In the prior art the transducing head is mounted on a flexible longitudinal leaf member, the leaf member mounted as a cantilever beam, secured at one end to a mounting base to extend outwardly from the base and support a transducing head at the free end of the beam. In the helical-scan magnetic tape transport art, one or more of these leaf-type members may be used, each mounted at the interior of a rotating drum, to extend radially toward the periphery of the drum, the head protruding through an opening in the drum to traverse or scan the recorded tracks on a magnetic tape curved around the periphery of the drum in a helical path.

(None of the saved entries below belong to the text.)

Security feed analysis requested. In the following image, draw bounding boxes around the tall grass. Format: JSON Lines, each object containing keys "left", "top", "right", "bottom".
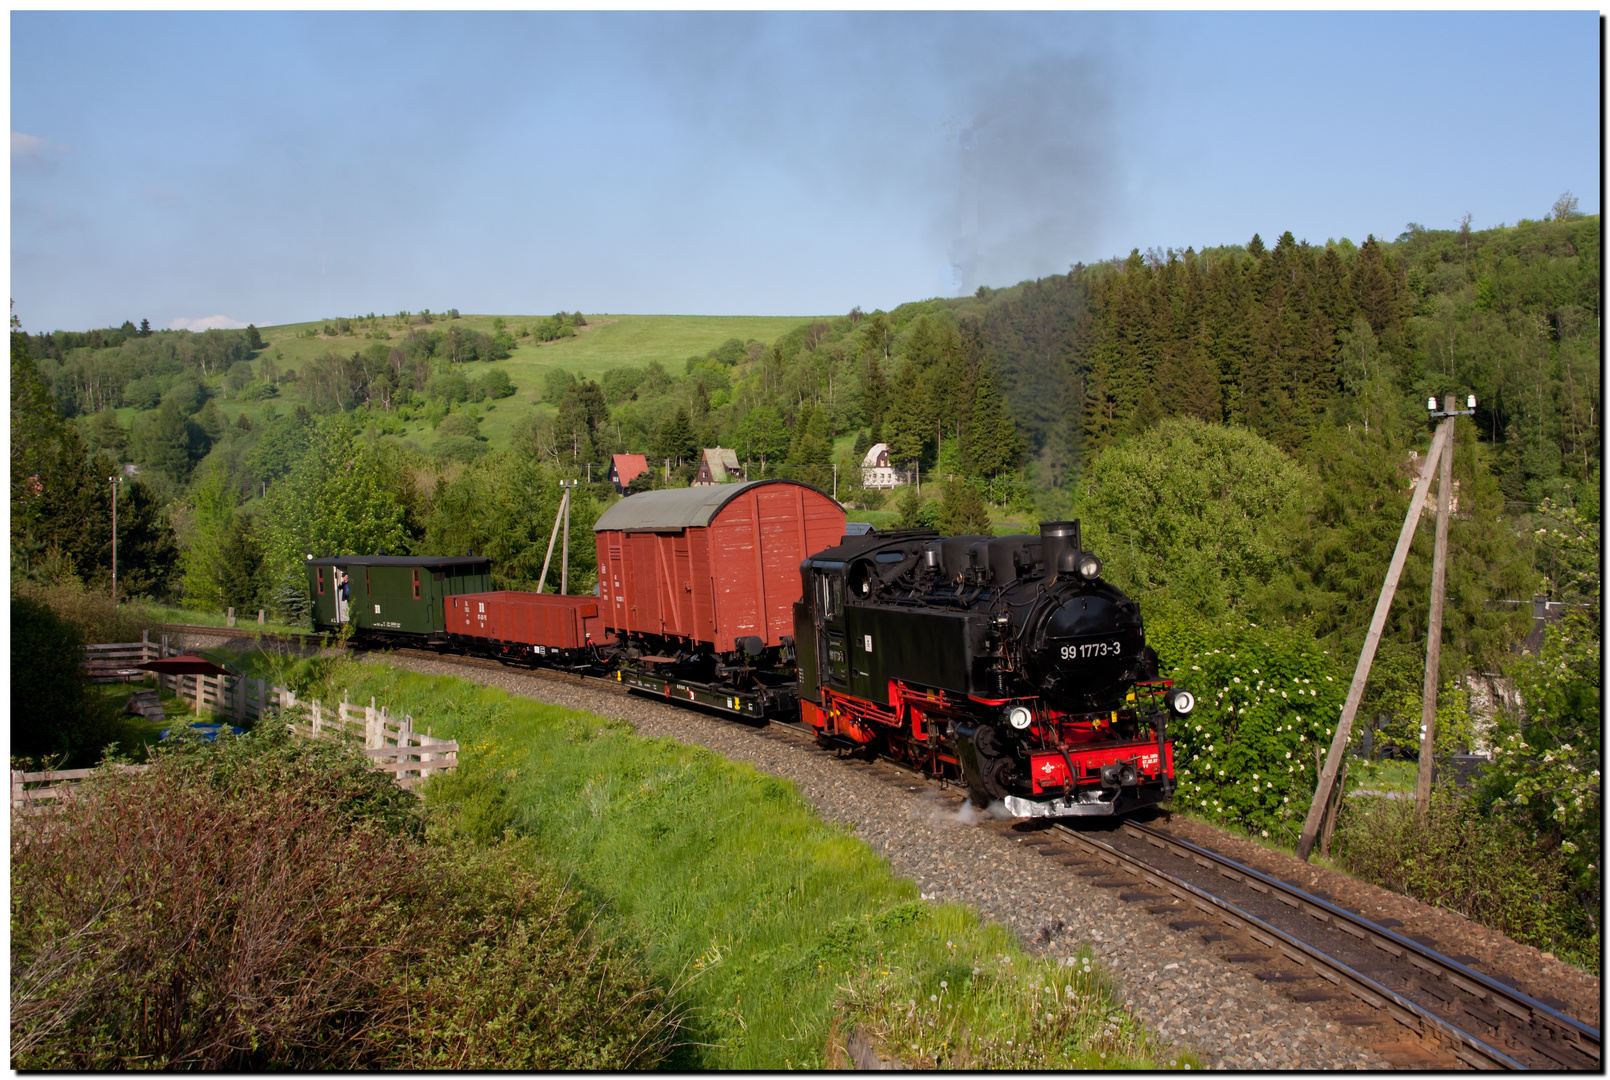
{"left": 251, "top": 652, "right": 1193, "bottom": 1069}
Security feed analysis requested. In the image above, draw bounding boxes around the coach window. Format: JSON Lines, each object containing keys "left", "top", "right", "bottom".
{"left": 317, "top": 567, "right": 325, "bottom": 594}
{"left": 412, "top": 568, "right": 421, "bottom": 599}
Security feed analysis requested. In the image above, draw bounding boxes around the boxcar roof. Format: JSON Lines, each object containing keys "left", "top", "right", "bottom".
{"left": 594, "top": 479, "right": 835, "bottom": 532}
{"left": 306, "top": 555, "right": 492, "bottom": 569}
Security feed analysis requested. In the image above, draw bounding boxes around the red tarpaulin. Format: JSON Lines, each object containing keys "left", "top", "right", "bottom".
{"left": 137, "top": 654, "right": 241, "bottom": 677}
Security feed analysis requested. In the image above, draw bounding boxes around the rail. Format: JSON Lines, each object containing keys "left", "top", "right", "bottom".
{"left": 1115, "top": 821, "right": 1599, "bottom": 1069}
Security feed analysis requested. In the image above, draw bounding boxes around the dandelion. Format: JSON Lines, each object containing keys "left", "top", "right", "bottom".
{"left": 940, "top": 980, "right": 948, "bottom": 988}
{"left": 930, "top": 994, "right": 938, "bottom": 1002}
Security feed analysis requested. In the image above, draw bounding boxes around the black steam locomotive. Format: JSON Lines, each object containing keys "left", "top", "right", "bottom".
{"left": 794, "top": 521, "right": 1190, "bottom": 816}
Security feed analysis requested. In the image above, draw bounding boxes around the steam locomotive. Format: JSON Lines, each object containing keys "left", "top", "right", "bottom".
{"left": 306, "top": 480, "right": 1183, "bottom": 816}
{"left": 794, "top": 521, "right": 1190, "bottom": 817}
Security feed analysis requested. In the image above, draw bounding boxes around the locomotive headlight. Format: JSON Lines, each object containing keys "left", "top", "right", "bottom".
{"left": 1168, "top": 689, "right": 1196, "bottom": 716}
{"left": 1077, "top": 554, "right": 1102, "bottom": 580}
{"left": 1007, "top": 706, "right": 1034, "bottom": 730}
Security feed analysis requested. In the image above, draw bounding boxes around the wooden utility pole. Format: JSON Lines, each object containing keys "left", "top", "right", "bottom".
{"left": 1418, "top": 396, "right": 1470, "bottom": 814}
{"left": 1296, "top": 419, "right": 1454, "bottom": 861}
{"left": 560, "top": 479, "right": 577, "bottom": 595}
{"left": 536, "top": 484, "right": 570, "bottom": 595}
{"left": 108, "top": 475, "right": 122, "bottom": 602}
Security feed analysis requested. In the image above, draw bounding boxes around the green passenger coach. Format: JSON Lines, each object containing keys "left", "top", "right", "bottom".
{"left": 307, "top": 555, "right": 493, "bottom": 639}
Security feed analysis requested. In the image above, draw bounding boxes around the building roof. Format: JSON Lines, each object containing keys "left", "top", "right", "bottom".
{"left": 862, "top": 442, "right": 892, "bottom": 468}
{"left": 699, "top": 447, "right": 742, "bottom": 481}
{"left": 611, "top": 454, "right": 649, "bottom": 485}
{"left": 594, "top": 479, "right": 827, "bottom": 532}
{"left": 306, "top": 555, "right": 492, "bottom": 569}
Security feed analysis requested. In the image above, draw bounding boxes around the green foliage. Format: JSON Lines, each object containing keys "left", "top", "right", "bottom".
{"left": 1333, "top": 787, "right": 1594, "bottom": 970}
{"left": 177, "top": 465, "right": 236, "bottom": 611}
{"left": 786, "top": 405, "right": 834, "bottom": 491}
{"left": 542, "top": 367, "right": 576, "bottom": 404}
{"left": 935, "top": 479, "right": 992, "bottom": 536}
{"left": 732, "top": 405, "right": 790, "bottom": 465}
{"left": 892, "top": 485, "right": 938, "bottom": 531}
{"left": 1148, "top": 613, "right": 1349, "bottom": 842}
{"left": 425, "top": 371, "right": 469, "bottom": 403}
{"left": 653, "top": 405, "right": 697, "bottom": 466}
{"left": 218, "top": 513, "right": 269, "bottom": 614}
{"left": 261, "top": 420, "right": 418, "bottom": 615}
{"left": 476, "top": 367, "right": 515, "bottom": 399}
{"left": 1255, "top": 421, "right": 1532, "bottom": 690}
{"left": 1078, "top": 417, "right": 1305, "bottom": 616}
{"left": 554, "top": 379, "right": 610, "bottom": 464}
{"left": 421, "top": 450, "right": 598, "bottom": 592}
{"left": 959, "top": 367, "right": 1022, "bottom": 479}
{"left": 244, "top": 406, "right": 314, "bottom": 486}
{"left": 1479, "top": 614, "right": 1600, "bottom": 944}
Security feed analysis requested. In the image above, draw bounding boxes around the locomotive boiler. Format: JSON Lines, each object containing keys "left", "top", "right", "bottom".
{"left": 793, "top": 521, "right": 1191, "bottom": 816}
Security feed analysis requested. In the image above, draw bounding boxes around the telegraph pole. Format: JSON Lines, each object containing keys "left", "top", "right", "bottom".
{"left": 536, "top": 482, "right": 570, "bottom": 595}
{"left": 1417, "top": 394, "right": 1476, "bottom": 815}
{"left": 1296, "top": 415, "right": 1456, "bottom": 861}
{"left": 560, "top": 479, "right": 577, "bottom": 595}
{"left": 108, "top": 475, "right": 123, "bottom": 602}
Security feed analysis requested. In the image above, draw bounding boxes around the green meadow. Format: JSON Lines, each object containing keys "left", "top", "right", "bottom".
{"left": 233, "top": 649, "right": 1191, "bottom": 1070}
{"left": 230, "top": 313, "right": 817, "bottom": 453}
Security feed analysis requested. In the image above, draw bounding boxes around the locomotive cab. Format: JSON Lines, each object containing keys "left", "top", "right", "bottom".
{"left": 796, "top": 521, "right": 1184, "bottom": 818}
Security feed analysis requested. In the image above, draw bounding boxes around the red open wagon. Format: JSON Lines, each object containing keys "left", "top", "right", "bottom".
{"left": 445, "top": 591, "right": 603, "bottom": 666}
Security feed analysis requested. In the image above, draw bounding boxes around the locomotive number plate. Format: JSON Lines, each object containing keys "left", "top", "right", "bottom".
{"left": 1060, "top": 639, "right": 1122, "bottom": 660}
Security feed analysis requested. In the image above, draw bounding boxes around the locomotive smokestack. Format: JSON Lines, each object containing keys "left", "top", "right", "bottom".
{"left": 1040, "top": 521, "right": 1081, "bottom": 580}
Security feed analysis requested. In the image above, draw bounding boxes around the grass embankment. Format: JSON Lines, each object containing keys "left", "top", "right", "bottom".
{"left": 238, "top": 650, "right": 1192, "bottom": 1070}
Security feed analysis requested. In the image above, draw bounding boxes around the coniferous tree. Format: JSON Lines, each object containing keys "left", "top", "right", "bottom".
{"left": 788, "top": 407, "right": 834, "bottom": 491}
{"left": 859, "top": 353, "right": 889, "bottom": 431}
{"left": 960, "top": 368, "right": 1023, "bottom": 479}
{"left": 882, "top": 360, "right": 929, "bottom": 468}
{"left": 936, "top": 479, "right": 993, "bottom": 537}
{"left": 653, "top": 406, "right": 697, "bottom": 467}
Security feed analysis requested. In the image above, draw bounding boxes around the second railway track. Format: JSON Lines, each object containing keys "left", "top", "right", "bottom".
{"left": 168, "top": 624, "right": 1601, "bottom": 1069}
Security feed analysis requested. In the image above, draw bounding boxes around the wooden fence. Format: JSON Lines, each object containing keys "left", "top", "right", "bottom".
{"left": 83, "top": 632, "right": 171, "bottom": 683}
{"left": 20, "top": 641, "right": 459, "bottom": 812}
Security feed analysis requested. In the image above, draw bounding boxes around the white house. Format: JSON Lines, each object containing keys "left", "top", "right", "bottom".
{"left": 860, "top": 442, "right": 904, "bottom": 490}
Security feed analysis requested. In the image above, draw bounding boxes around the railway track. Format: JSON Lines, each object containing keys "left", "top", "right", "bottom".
{"left": 168, "top": 624, "right": 1600, "bottom": 1068}
{"left": 1043, "top": 821, "right": 1599, "bottom": 1071}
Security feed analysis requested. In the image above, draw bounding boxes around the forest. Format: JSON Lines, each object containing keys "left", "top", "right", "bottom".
{"left": 11, "top": 205, "right": 1601, "bottom": 964}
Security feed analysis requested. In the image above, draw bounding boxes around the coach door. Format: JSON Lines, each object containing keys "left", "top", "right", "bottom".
{"left": 812, "top": 562, "right": 848, "bottom": 688}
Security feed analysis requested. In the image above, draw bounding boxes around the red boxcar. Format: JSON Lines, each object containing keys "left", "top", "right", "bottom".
{"left": 593, "top": 479, "right": 844, "bottom": 653}
{"left": 445, "top": 591, "right": 603, "bottom": 663}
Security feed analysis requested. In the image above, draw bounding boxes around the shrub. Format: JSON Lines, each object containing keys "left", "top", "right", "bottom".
{"left": 424, "top": 372, "right": 468, "bottom": 403}
{"left": 1332, "top": 786, "right": 1594, "bottom": 970}
{"left": 1148, "top": 613, "right": 1349, "bottom": 843}
{"left": 10, "top": 728, "right": 675, "bottom": 1069}
{"left": 12, "top": 578, "right": 152, "bottom": 644}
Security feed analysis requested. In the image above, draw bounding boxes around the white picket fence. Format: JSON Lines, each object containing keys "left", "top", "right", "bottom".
{"left": 18, "top": 639, "right": 460, "bottom": 813}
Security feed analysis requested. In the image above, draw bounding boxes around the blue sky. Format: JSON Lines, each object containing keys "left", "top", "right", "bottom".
{"left": 10, "top": 11, "right": 1601, "bottom": 332}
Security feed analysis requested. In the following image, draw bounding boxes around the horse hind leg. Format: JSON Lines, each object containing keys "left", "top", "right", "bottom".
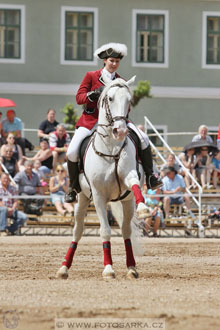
{"left": 57, "top": 192, "right": 90, "bottom": 279}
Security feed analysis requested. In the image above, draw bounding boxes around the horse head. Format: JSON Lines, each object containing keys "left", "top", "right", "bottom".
{"left": 98, "top": 76, "right": 136, "bottom": 141}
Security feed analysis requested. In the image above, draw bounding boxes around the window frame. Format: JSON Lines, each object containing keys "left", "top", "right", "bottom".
{"left": 0, "top": 4, "right": 25, "bottom": 64}
{"left": 202, "top": 11, "right": 220, "bottom": 69}
{"left": 61, "top": 6, "right": 98, "bottom": 66}
{"left": 132, "top": 9, "right": 169, "bottom": 68}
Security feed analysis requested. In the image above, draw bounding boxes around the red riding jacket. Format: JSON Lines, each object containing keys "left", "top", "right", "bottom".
{"left": 75, "top": 68, "right": 121, "bottom": 130}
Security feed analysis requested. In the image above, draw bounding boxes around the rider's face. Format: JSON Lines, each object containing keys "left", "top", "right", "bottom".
{"left": 104, "top": 57, "right": 121, "bottom": 73}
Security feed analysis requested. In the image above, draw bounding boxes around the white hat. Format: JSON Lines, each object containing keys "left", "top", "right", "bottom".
{"left": 94, "top": 43, "right": 127, "bottom": 59}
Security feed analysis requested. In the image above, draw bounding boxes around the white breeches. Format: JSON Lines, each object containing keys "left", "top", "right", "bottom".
{"left": 67, "top": 125, "right": 97, "bottom": 162}
{"left": 127, "top": 122, "right": 149, "bottom": 150}
{"left": 67, "top": 123, "right": 149, "bottom": 162}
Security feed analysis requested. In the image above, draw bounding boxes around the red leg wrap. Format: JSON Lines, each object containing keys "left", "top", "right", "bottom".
{"left": 103, "top": 241, "right": 113, "bottom": 266}
{"left": 62, "top": 241, "right": 78, "bottom": 269}
{"left": 124, "top": 239, "right": 136, "bottom": 268}
{"left": 131, "top": 184, "right": 144, "bottom": 205}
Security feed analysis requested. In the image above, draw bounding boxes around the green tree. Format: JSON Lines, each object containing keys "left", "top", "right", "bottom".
{"left": 131, "top": 80, "right": 152, "bottom": 107}
{"left": 60, "top": 103, "right": 79, "bottom": 131}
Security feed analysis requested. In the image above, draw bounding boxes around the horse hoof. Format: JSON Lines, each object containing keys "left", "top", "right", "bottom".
{"left": 136, "top": 202, "right": 152, "bottom": 219}
{"left": 56, "top": 265, "right": 69, "bottom": 279}
{"left": 102, "top": 265, "right": 115, "bottom": 279}
{"left": 127, "top": 266, "right": 139, "bottom": 279}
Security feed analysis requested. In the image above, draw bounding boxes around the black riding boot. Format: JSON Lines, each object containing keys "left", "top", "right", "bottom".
{"left": 141, "top": 145, "right": 163, "bottom": 190}
{"left": 65, "top": 160, "right": 81, "bottom": 203}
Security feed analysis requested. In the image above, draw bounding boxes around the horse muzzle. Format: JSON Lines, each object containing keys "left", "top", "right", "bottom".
{"left": 112, "top": 127, "right": 128, "bottom": 141}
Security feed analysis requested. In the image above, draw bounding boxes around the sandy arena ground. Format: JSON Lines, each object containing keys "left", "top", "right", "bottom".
{"left": 0, "top": 236, "right": 220, "bottom": 330}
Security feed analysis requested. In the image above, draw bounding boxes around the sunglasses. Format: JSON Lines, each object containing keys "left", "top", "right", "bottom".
{"left": 201, "top": 148, "right": 208, "bottom": 151}
{"left": 57, "top": 170, "right": 64, "bottom": 173}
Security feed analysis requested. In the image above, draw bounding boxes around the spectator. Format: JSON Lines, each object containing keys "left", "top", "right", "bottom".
{"left": 38, "top": 108, "right": 59, "bottom": 142}
{"left": 1, "top": 132, "right": 23, "bottom": 166}
{"left": 194, "top": 147, "right": 213, "bottom": 189}
{"left": 49, "top": 165, "right": 74, "bottom": 216}
{"left": 49, "top": 124, "right": 70, "bottom": 170}
{"left": 160, "top": 153, "right": 181, "bottom": 178}
{"left": 14, "top": 160, "right": 44, "bottom": 215}
{"left": 142, "top": 184, "right": 164, "bottom": 237}
{"left": 0, "top": 172, "right": 27, "bottom": 236}
{"left": 0, "top": 145, "right": 19, "bottom": 178}
{"left": 192, "top": 125, "right": 213, "bottom": 144}
{"left": 211, "top": 150, "right": 220, "bottom": 189}
{"left": 161, "top": 166, "right": 195, "bottom": 219}
{"left": 179, "top": 146, "right": 197, "bottom": 188}
{"left": 23, "top": 138, "right": 53, "bottom": 176}
{"left": 1, "top": 109, "right": 34, "bottom": 155}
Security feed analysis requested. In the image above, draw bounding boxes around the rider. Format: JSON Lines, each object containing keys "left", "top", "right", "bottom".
{"left": 65, "top": 42, "right": 162, "bottom": 203}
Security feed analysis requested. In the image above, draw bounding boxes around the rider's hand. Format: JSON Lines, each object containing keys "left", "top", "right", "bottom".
{"left": 87, "top": 86, "right": 104, "bottom": 102}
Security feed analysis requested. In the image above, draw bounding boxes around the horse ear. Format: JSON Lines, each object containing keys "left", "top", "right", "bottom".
{"left": 126, "top": 75, "right": 136, "bottom": 87}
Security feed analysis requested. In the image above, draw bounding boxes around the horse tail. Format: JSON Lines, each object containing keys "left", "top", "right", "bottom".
{"left": 109, "top": 202, "right": 145, "bottom": 256}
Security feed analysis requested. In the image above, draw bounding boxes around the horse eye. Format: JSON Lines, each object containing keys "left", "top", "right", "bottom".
{"left": 109, "top": 97, "right": 113, "bottom": 102}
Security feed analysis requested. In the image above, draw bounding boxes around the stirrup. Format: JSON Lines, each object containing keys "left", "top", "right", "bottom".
{"left": 147, "top": 175, "right": 163, "bottom": 190}
{"left": 65, "top": 189, "right": 78, "bottom": 203}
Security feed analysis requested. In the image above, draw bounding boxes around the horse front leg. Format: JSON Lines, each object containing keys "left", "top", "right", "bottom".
{"left": 57, "top": 192, "right": 90, "bottom": 279}
{"left": 92, "top": 193, "right": 115, "bottom": 279}
{"left": 125, "top": 170, "right": 152, "bottom": 219}
{"left": 121, "top": 200, "right": 139, "bottom": 279}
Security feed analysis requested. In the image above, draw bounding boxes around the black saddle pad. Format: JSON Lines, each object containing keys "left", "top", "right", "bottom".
{"left": 128, "top": 127, "right": 142, "bottom": 153}
{"left": 79, "top": 134, "right": 94, "bottom": 171}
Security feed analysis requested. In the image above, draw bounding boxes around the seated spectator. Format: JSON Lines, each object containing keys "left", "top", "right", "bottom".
{"left": 0, "top": 145, "right": 19, "bottom": 178}
{"left": 14, "top": 160, "right": 44, "bottom": 215}
{"left": 0, "top": 172, "right": 27, "bottom": 236}
{"left": 160, "top": 153, "right": 181, "bottom": 178}
{"left": 161, "top": 166, "right": 195, "bottom": 219}
{"left": 142, "top": 184, "right": 164, "bottom": 237}
{"left": 1, "top": 109, "right": 34, "bottom": 155}
{"left": 211, "top": 150, "right": 220, "bottom": 189}
{"left": 192, "top": 125, "right": 213, "bottom": 144}
{"left": 49, "top": 124, "right": 70, "bottom": 170}
{"left": 194, "top": 146, "right": 213, "bottom": 189}
{"left": 23, "top": 138, "right": 53, "bottom": 176}
{"left": 49, "top": 165, "right": 74, "bottom": 216}
{"left": 179, "top": 146, "right": 197, "bottom": 188}
{"left": 0, "top": 132, "right": 23, "bottom": 166}
{"left": 38, "top": 108, "right": 59, "bottom": 142}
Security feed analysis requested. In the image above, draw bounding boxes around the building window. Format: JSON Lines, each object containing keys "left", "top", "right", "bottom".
{"left": 136, "top": 14, "right": 164, "bottom": 63}
{"left": 0, "top": 5, "right": 25, "bottom": 63}
{"left": 132, "top": 9, "right": 169, "bottom": 68}
{"left": 61, "top": 7, "right": 98, "bottom": 65}
{"left": 206, "top": 16, "right": 220, "bottom": 65}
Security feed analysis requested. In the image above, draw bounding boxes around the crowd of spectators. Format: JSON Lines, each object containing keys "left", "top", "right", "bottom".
{"left": 0, "top": 107, "right": 219, "bottom": 237}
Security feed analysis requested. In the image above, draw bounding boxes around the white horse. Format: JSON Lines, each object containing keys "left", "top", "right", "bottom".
{"left": 57, "top": 77, "right": 151, "bottom": 279}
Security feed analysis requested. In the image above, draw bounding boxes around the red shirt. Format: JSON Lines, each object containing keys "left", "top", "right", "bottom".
{"left": 76, "top": 69, "right": 121, "bottom": 130}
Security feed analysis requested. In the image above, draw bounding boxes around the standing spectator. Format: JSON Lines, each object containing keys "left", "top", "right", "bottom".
{"left": 23, "top": 138, "right": 53, "bottom": 176}
{"left": 211, "top": 150, "right": 220, "bottom": 189}
{"left": 14, "top": 160, "right": 44, "bottom": 215}
{"left": 1, "top": 109, "right": 34, "bottom": 155}
{"left": 194, "top": 147, "right": 213, "bottom": 189}
{"left": 38, "top": 108, "right": 59, "bottom": 142}
{"left": 0, "top": 145, "right": 19, "bottom": 178}
{"left": 161, "top": 166, "right": 195, "bottom": 219}
{"left": 1, "top": 132, "right": 23, "bottom": 166}
{"left": 49, "top": 165, "right": 74, "bottom": 216}
{"left": 0, "top": 172, "right": 27, "bottom": 236}
{"left": 192, "top": 125, "right": 213, "bottom": 144}
{"left": 179, "top": 146, "right": 197, "bottom": 188}
{"left": 49, "top": 124, "right": 70, "bottom": 170}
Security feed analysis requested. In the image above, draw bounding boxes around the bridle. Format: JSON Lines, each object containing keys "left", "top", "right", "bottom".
{"left": 92, "top": 82, "right": 131, "bottom": 200}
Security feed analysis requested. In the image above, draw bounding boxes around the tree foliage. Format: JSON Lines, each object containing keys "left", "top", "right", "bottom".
{"left": 131, "top": 80, "right": 152, "bottom": 107}
{"left": 60, "top": 103, "right": 79, "bottom": 131}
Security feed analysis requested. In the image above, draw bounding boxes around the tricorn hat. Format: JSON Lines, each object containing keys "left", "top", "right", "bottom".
{"left": 94, "top": 43, "right": 127, "bottom": 59}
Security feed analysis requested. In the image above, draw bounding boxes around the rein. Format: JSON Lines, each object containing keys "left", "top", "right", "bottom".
{"left": 92, "top": 132, "right": 127, "bottom": 200}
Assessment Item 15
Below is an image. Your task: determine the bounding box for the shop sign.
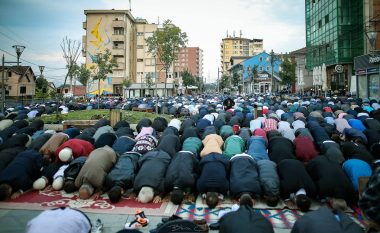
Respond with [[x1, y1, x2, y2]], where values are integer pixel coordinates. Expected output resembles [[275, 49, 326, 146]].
[[369, 55, 380, 64]]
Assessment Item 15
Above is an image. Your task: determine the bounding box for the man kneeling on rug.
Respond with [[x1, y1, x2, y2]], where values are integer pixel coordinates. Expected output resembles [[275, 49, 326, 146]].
[[217, 194, 274, 233]]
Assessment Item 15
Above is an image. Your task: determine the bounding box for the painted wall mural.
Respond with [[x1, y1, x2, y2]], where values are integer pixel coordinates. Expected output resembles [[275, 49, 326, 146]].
[[87, 17, 114, 96]]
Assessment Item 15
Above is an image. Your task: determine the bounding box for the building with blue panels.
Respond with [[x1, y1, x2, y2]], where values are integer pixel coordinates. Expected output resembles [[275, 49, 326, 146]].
[[229, 51, 282, 94]]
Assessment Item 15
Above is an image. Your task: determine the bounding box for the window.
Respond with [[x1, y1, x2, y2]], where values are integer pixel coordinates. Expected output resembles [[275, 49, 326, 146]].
[[137, 45, 144, 49], [8, 86, 11, 90], [318, 20, 322, 29], [137, 32, 144, 36], [259, 57, 263, 62], [325, 14, 329, 24], [7, 71, 11, 77], [114, 27, 124, 35], [137, 59, 143, 62], [113, 41, 124, 49], [267, 66, 270, 71], [259, 67, 263, 71]]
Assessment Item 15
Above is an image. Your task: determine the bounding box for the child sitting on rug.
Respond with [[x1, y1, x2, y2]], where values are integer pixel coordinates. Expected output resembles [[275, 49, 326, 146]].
[[0, 150, 43, 200]]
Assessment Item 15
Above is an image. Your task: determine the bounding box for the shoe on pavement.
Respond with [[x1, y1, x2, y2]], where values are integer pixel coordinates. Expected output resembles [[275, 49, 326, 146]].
[[125, 216, 149, 229], [91, 218, 103, 233]]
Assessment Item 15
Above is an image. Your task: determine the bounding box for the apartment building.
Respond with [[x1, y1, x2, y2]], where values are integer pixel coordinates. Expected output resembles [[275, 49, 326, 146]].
[[220, 35, 263, 73], [83, 9, 136, 96]]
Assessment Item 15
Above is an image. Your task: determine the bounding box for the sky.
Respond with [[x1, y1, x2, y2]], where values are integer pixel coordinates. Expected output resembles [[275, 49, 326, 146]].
[[0, 0, 306, 85]]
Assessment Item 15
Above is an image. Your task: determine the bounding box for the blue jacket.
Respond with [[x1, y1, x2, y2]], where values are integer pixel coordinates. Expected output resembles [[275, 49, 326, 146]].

A mounting arrangement as described above typically incorporates a mechanism for driving the leaf member, such as a voice coil assembly interactive with the leaf member for positioning the head by means of a feedback circuit connected between a head positioning apparatus and the voice coil assembly. However, a significant disadvantage of such a head positioning arrangement is the limitation of head positioning parameters to relatively low speed displacements, since the relatively long and thin head positioning member will not uniformly bend at high speeds. That is, the inherent flexibility of the long, thin head positioning member sets up undesirable resonances in the member under rapid and repetitive flexure loadings. Such resonances also result in undesirable changes in the bending moment under repeated flexures of such member. The occurrence of such conditions in the member under the desired loading sequence severely impairs the ability of a head mounted on the member to follow a tape track recorded on a magnetic tape.
One prior art support structure for a transducing head is shown in U.S. Pat. No. 4,212,043 by Baker entitled "Magnetic Transducing", issued Jul. 8, 1980 and assigned to the assignee of the present invention.
However, that patent, although displaying a more stable structure presents a structure which is directed to controlling the movement of a head stack having multiple heads disposed adjacent a magnetic tape. The movement of a head stack has to be parallel to the plane of the tape to enable each head in the stack to follow a respective track on the tape. A single head mounted on a leaf member is positioned to engage a single tape track, and positioning of that single head by a cantilever bending element is viable because of the relatively small displacements involved. Further, the patented structure is also directed to solve certain problems introduced by centrifugal forces bearing against the support structure and not problems relating to rapid and repetitive displacement of the transducing heads. Moreover, the structure of the device described in the aforementioned patent is not amenable to the swift and repeated displacements required in a system directed to the rapid processing of data, i.e., a digital tape transport.